A little protectionism could go a long way toward solving economic crisis…

September 13, 2009

I’m always repeating myself, but I will say it again: capital (or business) knows no patriotism.

I’m glad that President Obama has decided to slap a hefty tariff on cheap Chinese tires that have flooded our market.

But wouldn’t you know it? U.S. tire companies don’t like that. That’s because they are the ones who manufacture those cheap tires – in China. They are the ones who closed down factories in the U.S. putting millions of workers out of work.

I was at the library yesterday and read a Wall Street Journal editorial decrying the tariff as unwise protectionism. Apparently the Journal cares not whether people have jobs in this country.

Yes, I know the old argument that protectionism is what led to or exacerbated conditions that created the Great Depression. And strangely enough Al Gore, usually identified as a lefty and no friend of business (even though he makes money or made money from hedge funds and even a mine he owns, I believe), used that anti-protectionism argument against the pretend populist Ross Perot all those years ago. You know, that supposed business guru who decried big government but made his fortune by securing contracts from big government. But anyway, apparently the Journal is in agreement with Gore on the protectionism thing.
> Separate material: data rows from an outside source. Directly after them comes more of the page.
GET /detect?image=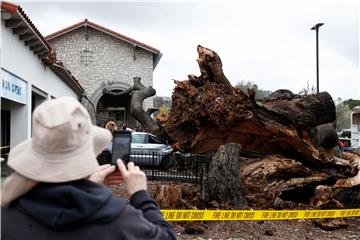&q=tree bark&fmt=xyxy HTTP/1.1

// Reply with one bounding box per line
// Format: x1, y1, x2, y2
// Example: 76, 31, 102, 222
163, 46, 335, 164
205, 143, 246, 205
130, 77, 160, 134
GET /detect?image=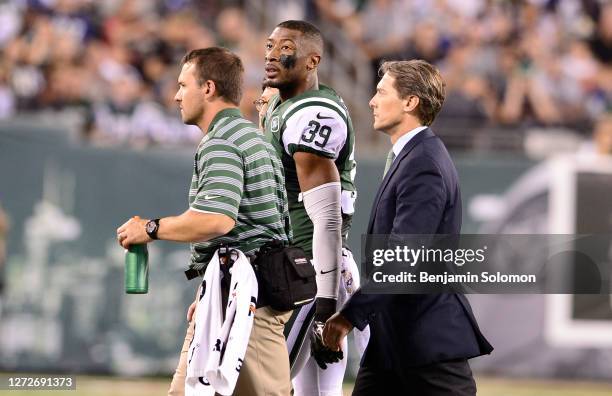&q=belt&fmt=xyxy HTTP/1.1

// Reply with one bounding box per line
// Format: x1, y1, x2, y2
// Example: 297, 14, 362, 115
185, 249, 256, 280
185, 248, 269, 308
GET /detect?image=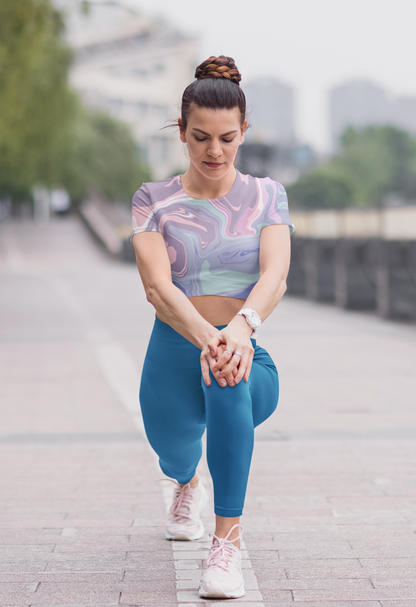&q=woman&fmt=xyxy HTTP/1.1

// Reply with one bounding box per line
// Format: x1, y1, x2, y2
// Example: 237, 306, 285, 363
132, 55, 293, 598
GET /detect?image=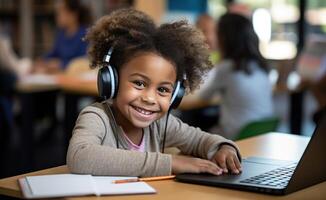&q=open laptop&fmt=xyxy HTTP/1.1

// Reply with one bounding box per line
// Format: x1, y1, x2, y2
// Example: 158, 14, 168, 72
176, 116, 326, 195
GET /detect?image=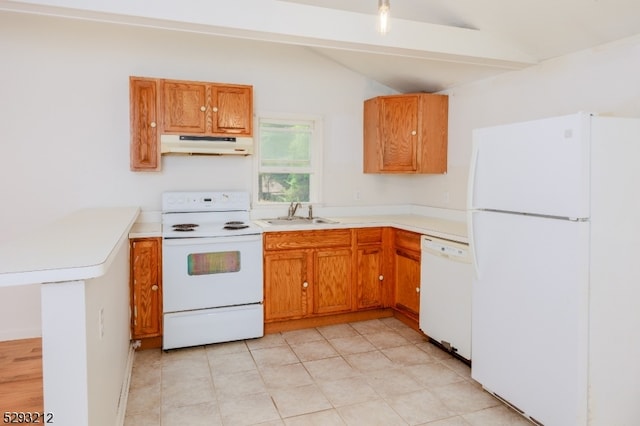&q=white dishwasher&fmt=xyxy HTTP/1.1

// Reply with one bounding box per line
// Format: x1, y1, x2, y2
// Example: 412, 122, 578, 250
419, 235, 473, 361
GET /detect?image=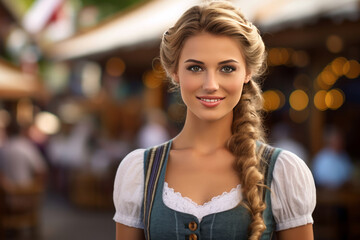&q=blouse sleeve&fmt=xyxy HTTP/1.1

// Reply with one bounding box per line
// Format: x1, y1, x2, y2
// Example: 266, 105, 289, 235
271, 150, 316, 231
113, 149, 145, 228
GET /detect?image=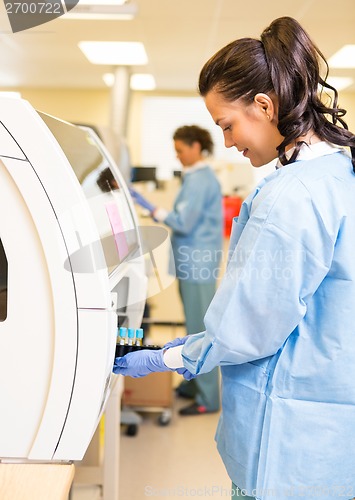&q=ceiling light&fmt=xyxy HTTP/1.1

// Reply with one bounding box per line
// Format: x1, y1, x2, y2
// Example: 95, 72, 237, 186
61, 0, 138, 20
80, 0, 127, 5
102, 73, 115, 87
327, 76, 354, 91
0, 90, 21, 99
79, 42, 148, 66
130, 73, 156, 90
328, 45, 355, 68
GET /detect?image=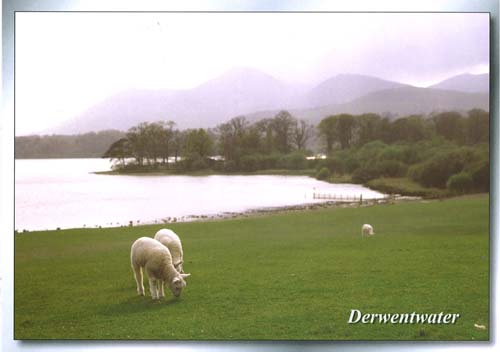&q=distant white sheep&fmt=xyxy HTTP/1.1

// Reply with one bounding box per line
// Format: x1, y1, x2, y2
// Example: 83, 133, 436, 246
361, 224, 375, 237
130, 237, 191, 299
155, 229, 184, 273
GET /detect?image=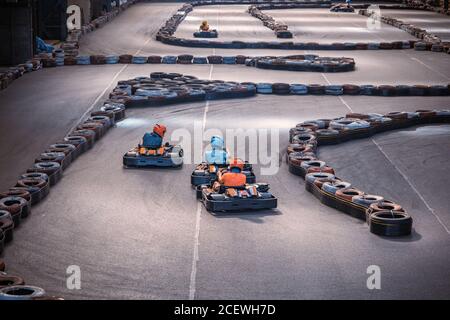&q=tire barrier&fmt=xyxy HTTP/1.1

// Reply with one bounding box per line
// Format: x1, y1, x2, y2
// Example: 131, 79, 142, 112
246, 54, 355, 72
247, 5, 293, 39
287, 110, 450, 237
0, 210, 14, 244
0, 82, 125, 300
0, 285, 45, 300
103, 73, 449, 109
358, 9, 450, 53
405, 0, 450, 15
0, 190, 31, 219
156, 1, 416, 50
330, 3, 355, 12
14, 54, 355, 72
0, 271, 25, 288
Hey I like economical tires just as well as anyone else. But I like safe tires too. Do you want your loved ones, not to mention yourself, flying down the freeway on unsafe tires?

Protectionism would not be good if it only served to protect producers of inferior domestic products when better quality could be secured from outside our borders. But the key is to have safety and quality standards and enforce them.
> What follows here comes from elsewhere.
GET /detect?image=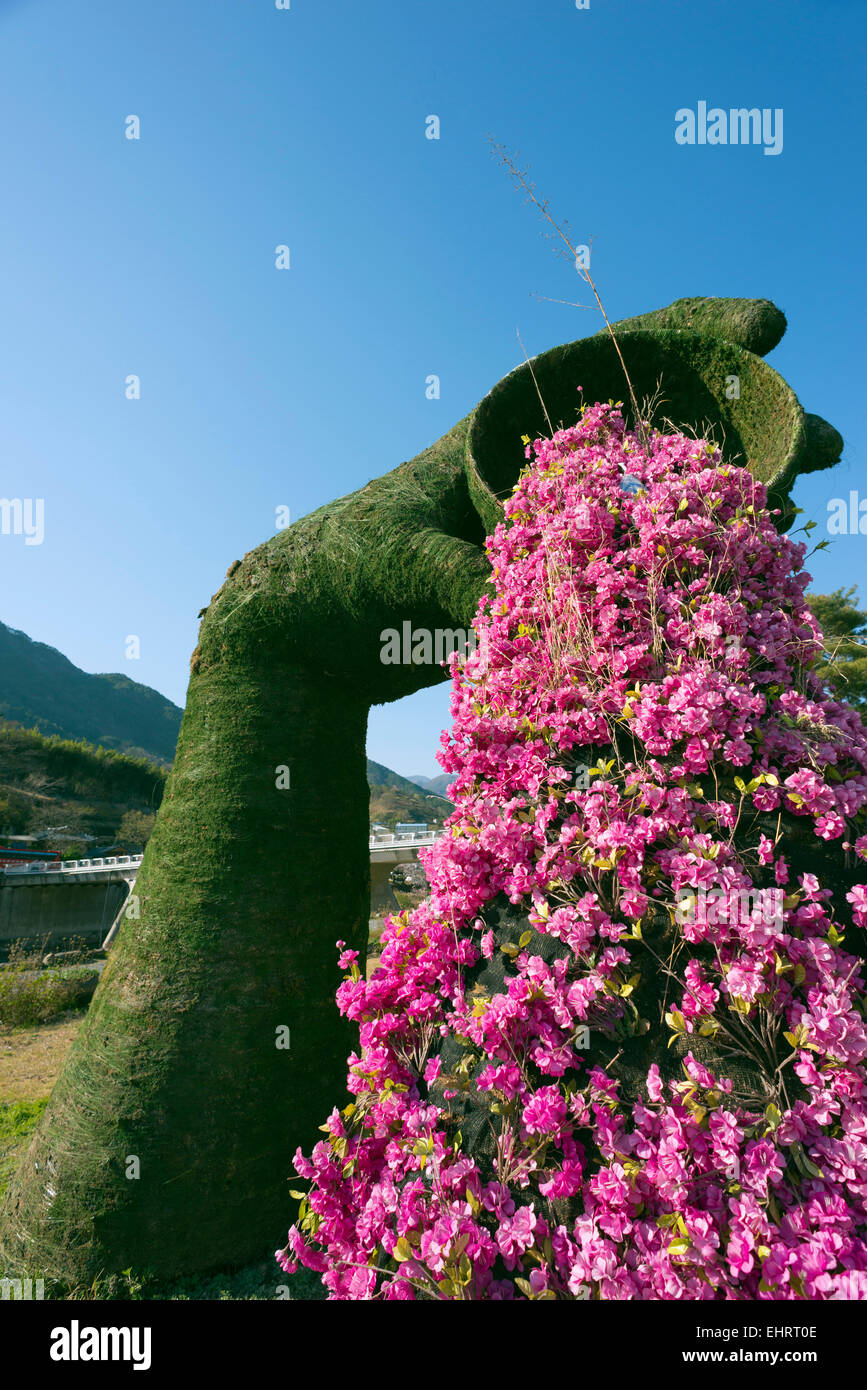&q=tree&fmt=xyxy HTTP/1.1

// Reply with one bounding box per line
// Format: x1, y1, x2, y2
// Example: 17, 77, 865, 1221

Also, world trade is a fact of life and a good thing. The U.S. would not want to put up a wall against all imports, if for no other reason than it would then suffer retaliation with barriers against its exports.

But at the same time, U.S. industry cannot be expected to be able to compete with low wage and even slave labor abroad.
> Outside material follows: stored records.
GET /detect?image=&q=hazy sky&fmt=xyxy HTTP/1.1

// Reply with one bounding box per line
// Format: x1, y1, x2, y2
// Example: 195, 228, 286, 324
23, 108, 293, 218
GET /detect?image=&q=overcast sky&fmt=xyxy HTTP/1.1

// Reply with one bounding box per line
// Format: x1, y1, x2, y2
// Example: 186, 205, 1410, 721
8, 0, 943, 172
The key is to have reasonable protection and for our own industry in a team effort between workers and management be competitive on the domestic and world markets. Where we can’t beat the competition on price, surely we can beat it on quality.

And as far as I can see it, incentives in law that encourage American-based companies to produce products outside the U.S. borders and then import them into the domestic market should be ended.

As complex as our economic problems are, how can one argue that increased domestic employment would not almost instantly solve the major part of our economic crisis?